Typically, a liquid called drilling mud is used to drill well bores. Under certain conditions, a pneumatic fluid, such as air, may be used instead of drilling mud to drill well bores. At first, drilling with a pneumatic fluid initially appears to be less complicated than drilling with a liquid drilling mud. Drilling mud, however, is relatively incompressible when compared to the compressible gases of a pneumatic fluid. Where a particular volume of drilling mud at the surface will effectively have the same volume and other properties at depth, a pneumatic fluid will have a volume that is dependent on pressure, temperature, and flow rate. Conceptual estimates of the action of drilling mud during drilling do not apply when a pneumatic fluid is used. Many drillers in the field either do not fully appreciate these differences, or are not fully able to adapt to these differences in their drilling procedures. Thus, many of the drilling procedures and standards-of-practice used for drilling with drilling-mud are loosely adapted and used when drilling with pneumatic fluid.
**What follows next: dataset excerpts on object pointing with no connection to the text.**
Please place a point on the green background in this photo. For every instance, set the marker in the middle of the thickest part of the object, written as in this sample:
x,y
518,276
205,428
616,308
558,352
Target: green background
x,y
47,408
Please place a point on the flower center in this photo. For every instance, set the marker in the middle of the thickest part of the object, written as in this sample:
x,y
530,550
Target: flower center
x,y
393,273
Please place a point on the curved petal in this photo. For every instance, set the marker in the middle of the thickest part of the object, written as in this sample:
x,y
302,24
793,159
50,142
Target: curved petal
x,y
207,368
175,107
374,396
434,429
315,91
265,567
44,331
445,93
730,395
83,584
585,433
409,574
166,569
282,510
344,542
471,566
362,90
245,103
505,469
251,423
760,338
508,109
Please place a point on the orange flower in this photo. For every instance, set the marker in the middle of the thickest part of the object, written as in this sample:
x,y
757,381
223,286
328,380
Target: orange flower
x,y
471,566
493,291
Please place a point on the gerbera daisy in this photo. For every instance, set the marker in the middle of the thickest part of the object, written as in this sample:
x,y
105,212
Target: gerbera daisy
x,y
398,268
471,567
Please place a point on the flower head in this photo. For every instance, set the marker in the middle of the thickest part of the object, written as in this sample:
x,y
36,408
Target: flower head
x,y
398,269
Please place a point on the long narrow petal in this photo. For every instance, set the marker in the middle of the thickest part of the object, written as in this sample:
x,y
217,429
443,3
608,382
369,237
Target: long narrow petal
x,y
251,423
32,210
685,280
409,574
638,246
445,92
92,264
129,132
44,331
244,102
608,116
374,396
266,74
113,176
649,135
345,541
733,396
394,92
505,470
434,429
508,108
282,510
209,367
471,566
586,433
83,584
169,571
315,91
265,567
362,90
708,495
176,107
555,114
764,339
Owing to the compressibility of pneumatic fluid, a great amount of control of distribution of energy, pressures, and lift may be obtained in a well bore. The complexity, and the incorrect application of drilling-mud techniques to pneumatic drilling, has generally prevented the industry from taking advantage of this additional level of control provided by pneumatic drilling.
One of the problems of drilling with pneumatic fluid is that all of the pneumatic fluid flows down the drill string, through the drill bit, and up the well bore. Frictional losses are significant. Also, there is no control of the velocity of the pneumatic fluid along the well bore, as changes in the well bore volume will directly affect the compression of the pneumatic fluid. Approximately ten years ago, tools were introduced to the Arkoma Basin which diverted some of the pneumatic fluid out of the drill string into the well bore at various locations, such that not all pneumatic fluid flowed through the drill bit. This short-cut path of pneumatic flow brought several theoretical advantages. First, additional lift was provided in the well bore at the point of diversion. Since this pneumatic fluid did not experience the frictional losses of traveling down to the drill bit and back up to the point of diversion, more energy could be available from the pneumatic fluid to provide lift in the well bore. Second, excess pneumatic fluid flow at the bit can cause excessive erosion of the well bore. Diverting this excess pneumatic fluid flow prior to reaching the bit could decrease damage to the well bore. The diverter could also help dislodge blockages in the well bore, by providing additional lift underneath the blockage. A diverter could also be useful when using a flat bottom bit. Such a bit usually has a percussion or hammer tool connected to the top of the bit. Only a small amount of set-down weight is necessary to operate the hammer tool, which generally reduces well bore drift. A diverter, in theory, helps reduce the amount of pneumatic fluid reaching the hammer tool to the optimal amount needed to drill without waste or hole damage. Unfortunately, many of these promised advantages met with limited success, owing to limitations of the diverters and their method of application.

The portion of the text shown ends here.